If a relative has neither a formal nor an informal financial stake, their legal claim to remain is weak. Any right to occupy is usually based on licence or permission, revocable by the property owner or by court order during divorce proceedings.

Mediation and family agreements

Where possible, families should be encouraged to formalise arrangements before their living circumstances change. This could include:

  • Written agreements on occupancy rights
  • Deeds of trust acknowledging financial contributions
  • Setting out clear plans for care and housing for elderly relatives

Mediation can be particularly effective in resolving disputes that involve multiple generations, as courts prefer negotiated solutions to forced sales that disrupt lives.

Local authority and social services involvement

In cases where elderly or vulnerable relatives live in the property, social services may need to be involved if a forced sale or eviction would render them homeless. While this does not prevent a sale, it can influence the court’s timing and conditions.

Bankruptcy and property sale

In extreme cases where one spouse faces bankruptcy, the property may be subject to sale by creditors, regardless of multi-generational occupancy. Courts still aim to balance the needs of dependents, but financial realities can override informal or vulnerable occupancy claims.

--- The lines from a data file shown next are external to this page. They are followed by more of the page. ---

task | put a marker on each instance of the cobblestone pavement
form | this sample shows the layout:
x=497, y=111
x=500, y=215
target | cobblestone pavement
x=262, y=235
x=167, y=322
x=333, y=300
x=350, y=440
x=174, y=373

Practical recommendations for multi-generational living

  • Document contributions: Encourage all contributing family members to formalise their financial interests in writing.
  • Consider long-term care needs: Take elderly or vulnerable residents’ needs into account when negotiating settlement agreements.
  • Use mediation: Multi-generational households benefit from mediation to prevent long-term disputes and preserve family relationships.
  • Seek legal advice early: Both divorcing parties and non-marital residents should obtain legal advice regarding occupancy rights, constructive trusts, and potential claims.
  • Plan for housing transitions: Identify alternative accommodation for vulnerable relatives before selling the property to reduce court intervention.